Some factors to consider:
- Understand the quality needs of your brewery. No one knows your beer brands better than you, and your team holds the life of each brand in their hands.
- Start with the sensory. Each employee of the brewery has a palace (and can continue to develop this palace). Put those noses and taste buds to work and be honest with yourselves as a team. Does the beer taste the same as usual or is it not branded? If you have cold-stored packaged beer, compare the flavor profiles with your aged beer. If the flavor profile of the aged beer is off-brand, find alternatives on sale.
- Check the pH of beer. Ideally, you know the pH of your beer throughout its life, through fermentation, maturation and packaging. An increase in pH in stored beer can indicate yeast autolysis, which can cause off-flavors from the yeast to spill into your beer. Dropping the bottom of the tanks weekly during unusually long storage can help avoid autolysis. If you notice the pH starting to rise, remove the yeast from the beer (filter if you can), then go back to sensory analysis to decide if the beer meets your flavor specifications. Likewise, a drop in the pH of beer can indicate microbiological problems.
- Check for microbiological contamination. Even beers from the most demanding breweries will show microbiological problems in beer stored longer than usual. Your lab will often find significant microbiological issues before your sensory panel. The fate of such a beer will depend on whether it can be stabilized by microfiltration or pasteurization. If you don’t plan to stabilize beer with microbiological issues, consider not selling it.
- It is strongly not recommended to combine several beer kegs or tanks for packaging. Just like a rotten apple ruins the whole barrel, combining 10, 20 or 50 kegs of beer multiplies the risk of spoilage exponentially. This suggestion relates to product and reputational risk management.
The decision to sell aging stored beer will be particularly difficult for breweries and drinking establishments that typically retail fresh beer in draft form and may not have established shelf life for their brands. of beer.
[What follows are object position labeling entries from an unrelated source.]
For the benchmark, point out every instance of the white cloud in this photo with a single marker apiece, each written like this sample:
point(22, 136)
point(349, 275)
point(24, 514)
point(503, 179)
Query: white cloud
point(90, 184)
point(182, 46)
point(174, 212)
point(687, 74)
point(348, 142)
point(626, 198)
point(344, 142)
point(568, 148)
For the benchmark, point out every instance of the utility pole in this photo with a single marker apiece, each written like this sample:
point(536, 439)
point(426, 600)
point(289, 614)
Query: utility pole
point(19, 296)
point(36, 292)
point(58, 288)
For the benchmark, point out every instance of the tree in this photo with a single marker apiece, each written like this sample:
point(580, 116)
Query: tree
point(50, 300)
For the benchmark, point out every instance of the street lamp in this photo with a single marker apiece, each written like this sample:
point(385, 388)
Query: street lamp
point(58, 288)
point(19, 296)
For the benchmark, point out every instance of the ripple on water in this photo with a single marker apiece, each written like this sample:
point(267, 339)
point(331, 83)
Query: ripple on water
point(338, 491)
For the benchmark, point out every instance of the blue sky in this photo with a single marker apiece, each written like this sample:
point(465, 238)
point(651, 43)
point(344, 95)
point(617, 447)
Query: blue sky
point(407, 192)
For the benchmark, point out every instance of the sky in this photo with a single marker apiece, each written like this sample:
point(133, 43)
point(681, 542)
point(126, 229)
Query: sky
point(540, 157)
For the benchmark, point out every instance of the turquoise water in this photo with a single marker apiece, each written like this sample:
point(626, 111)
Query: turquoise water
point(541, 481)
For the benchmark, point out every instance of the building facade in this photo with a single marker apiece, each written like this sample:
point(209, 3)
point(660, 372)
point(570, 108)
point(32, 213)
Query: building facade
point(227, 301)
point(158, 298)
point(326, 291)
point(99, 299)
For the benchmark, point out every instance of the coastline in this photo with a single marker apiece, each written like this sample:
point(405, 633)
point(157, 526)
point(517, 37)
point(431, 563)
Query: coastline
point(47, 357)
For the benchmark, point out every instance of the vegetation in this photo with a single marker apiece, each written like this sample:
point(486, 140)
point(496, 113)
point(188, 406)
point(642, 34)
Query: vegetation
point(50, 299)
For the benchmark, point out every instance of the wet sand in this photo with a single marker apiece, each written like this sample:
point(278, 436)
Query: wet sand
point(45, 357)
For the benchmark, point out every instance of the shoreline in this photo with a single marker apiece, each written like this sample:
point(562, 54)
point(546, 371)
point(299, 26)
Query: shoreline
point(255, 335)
If you decide to sell aged stored beer:
- Draft on the brewery website: Monitor beer daily via sensory and stop selling when and if it strays from brand flavor specifications. Ideally, you’ll anticipate less than positive customer feedback.
- In draft at partner merchants: Keep keg inventory low and monitor sales velocity. Be prepared to discuss with retailers replacing beer that does not meet brand flavor specifications over time.
- In packaging (cans/bottles): Assuming the beer meets flavor and micro specifications, and you decide to package it for sale, be sure to establish a reasonable date code for this packaging lot. For example, if you normally code with an expiration date of six months, but the beer is eight weeks older when packaged than usual, consider reducing the date code for that batch by 2 months, with a four-month code instead. The more you know about the aging cycle of your beer, the more appropriate date code you get.